Alev Coşkun

1921 Anayasası’nın 102. Yıldönümü

05 Şubat 2023 Pazar

23 Nisan 1920’de Ankara’da Meclis açıldığında, İstanbul’da padişah ve ona bağlı hükümet görevini sürdürüyordu. Ancak Ankara’da da Milli Mücadele’yi yürütmek için oluşan Kuvayı Milliye Meclisi’nde Osmanlı’nın 1876 Anayasası yürürlükteydi. Meclis’in ilk işi bir hükümet kurmak oldu. Böylece biri İstanbul’da diğeri Ankara’da iki siyasal otorite ortaya çıkmıştı.
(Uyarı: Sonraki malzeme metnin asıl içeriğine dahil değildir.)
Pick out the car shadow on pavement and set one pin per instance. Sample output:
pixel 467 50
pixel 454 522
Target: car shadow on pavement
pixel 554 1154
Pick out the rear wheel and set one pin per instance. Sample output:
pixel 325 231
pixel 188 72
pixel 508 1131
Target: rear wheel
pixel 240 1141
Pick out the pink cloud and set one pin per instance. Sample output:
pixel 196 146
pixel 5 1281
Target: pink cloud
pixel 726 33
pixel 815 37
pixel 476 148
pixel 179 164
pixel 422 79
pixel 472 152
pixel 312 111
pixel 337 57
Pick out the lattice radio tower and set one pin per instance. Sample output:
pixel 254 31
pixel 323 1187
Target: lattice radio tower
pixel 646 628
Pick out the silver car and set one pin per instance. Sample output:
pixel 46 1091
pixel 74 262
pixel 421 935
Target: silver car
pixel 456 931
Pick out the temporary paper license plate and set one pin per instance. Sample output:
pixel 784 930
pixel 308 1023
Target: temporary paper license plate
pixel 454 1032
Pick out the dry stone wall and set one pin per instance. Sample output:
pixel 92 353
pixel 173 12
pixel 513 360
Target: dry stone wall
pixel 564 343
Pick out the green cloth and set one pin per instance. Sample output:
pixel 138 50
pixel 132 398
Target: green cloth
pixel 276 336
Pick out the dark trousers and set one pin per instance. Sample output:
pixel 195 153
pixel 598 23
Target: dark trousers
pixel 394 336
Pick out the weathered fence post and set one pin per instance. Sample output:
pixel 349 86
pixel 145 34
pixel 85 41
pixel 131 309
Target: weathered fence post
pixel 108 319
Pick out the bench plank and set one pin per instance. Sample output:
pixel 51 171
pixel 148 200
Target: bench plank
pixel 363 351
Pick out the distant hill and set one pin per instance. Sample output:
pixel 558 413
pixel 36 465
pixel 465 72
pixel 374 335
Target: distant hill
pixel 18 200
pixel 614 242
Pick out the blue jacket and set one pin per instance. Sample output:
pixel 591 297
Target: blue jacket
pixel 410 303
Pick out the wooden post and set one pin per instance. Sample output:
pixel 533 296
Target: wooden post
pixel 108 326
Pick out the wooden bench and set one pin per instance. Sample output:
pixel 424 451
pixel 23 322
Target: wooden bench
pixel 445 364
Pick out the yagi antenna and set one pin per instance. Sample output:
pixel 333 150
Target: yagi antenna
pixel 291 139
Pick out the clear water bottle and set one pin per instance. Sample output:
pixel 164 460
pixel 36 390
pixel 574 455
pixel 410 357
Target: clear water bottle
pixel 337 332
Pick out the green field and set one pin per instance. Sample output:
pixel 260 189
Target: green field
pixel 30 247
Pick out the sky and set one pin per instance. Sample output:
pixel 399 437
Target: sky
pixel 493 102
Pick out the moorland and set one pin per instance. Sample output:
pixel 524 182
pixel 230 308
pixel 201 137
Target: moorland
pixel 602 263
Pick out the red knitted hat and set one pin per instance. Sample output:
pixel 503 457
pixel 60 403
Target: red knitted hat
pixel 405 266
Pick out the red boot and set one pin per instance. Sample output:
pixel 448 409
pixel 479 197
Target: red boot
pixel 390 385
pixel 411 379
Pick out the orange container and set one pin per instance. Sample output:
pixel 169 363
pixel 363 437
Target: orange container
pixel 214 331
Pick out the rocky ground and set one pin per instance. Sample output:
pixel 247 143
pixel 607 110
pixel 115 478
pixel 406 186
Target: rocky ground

Meclis’in açılışından 9 ay sonra, 20 Ocak 1921’de Meclis yeni bir anayasa kabul etti. 1921 Anayasası adı ile anılan bu “kendine özgü” anayasanın kabul edilişinin 102. yılına ulaştık.

Ankara’da Meclis’in toplanmasından önce Anadolu’nun her köşesinde yerel kongreler yapılmış, daha sonra da Erzurum ve Sivas kongreleri gerçekleşmişti.

Anayasa hukukçusu Prof. Dr. Bülent Tanör, Ankara’da Meclis’in toplanmasından önce Anadolu ve Türkiye’de Kasım 1918’le, Ekim 1920 arasında 29 kongrenin yapıldığını belirtir. (B. Tanör, Yerel Kongre İktidarları, s. 22.) Bu kongreler Kars, Ardahan, İzmir, Balıkesir, Nazilli, Alaşehir, Muğla, Edirne, Oltu, Lüleburgaz, Afyon ve Pozantı’da yapıldı.

23 Nisan 1920’de seçimle oluşan Millet Meclisi’nin açılışı başlı başına önemli bir devrimdir. Açılışın ikinci günü, 24 Nisan 1920’de Mustafa Kemal uzun bir konuşma yaptı. Bu tarihi konuşma, aynı zamanda Ankara Meclisi’nin temel kuruluş esaslarını ortaya koyuyordu. 

Mustafa Kemal’in 24 Nisan tarihli konuşmasının ışığında kabul edilen önerge, aslında bir tür “geçici anayasa” niteliğindeydi ve “Meclis üstünlüğü” kuvvetler birliği ilkesini kabul etmişti. Bütün güç; yasama, yürütme ve bir ölçüde yargı, Meclis’te toplanmıştı.

Atatürk Nutuk’ta şöyle diyor:

“Efendiler, bu ilkelere dayanan bir hükümetin niteliği kolaylıkla anlaşılabilir. Böyle bir hükümet milli egemenlik temeline dayanan halk hükümetidir. Cumhuriyettir.”

(Mustafa Kemal Atatürk ve Birinci Meclis üyeleri Büyük Millet Meclisi’nde.)

YENİ ANAYASA

Meclis’te yeni bir anayasa yapmak için bir komisyon kuruldu. Bu konuda tartışmalar sürüyor, iki görüş çekişiyordu. Birinci görüş: “Padişah ve halife vardır ve var olacaktır. O var olunca, bugünkü durum, yani Meclis geçicidir. Padişah ve halife kurtuluncaya kadar, Ankara’ya toplanmış olan kişiler geçici olarak çalışmalarını sürdürmelidirler.”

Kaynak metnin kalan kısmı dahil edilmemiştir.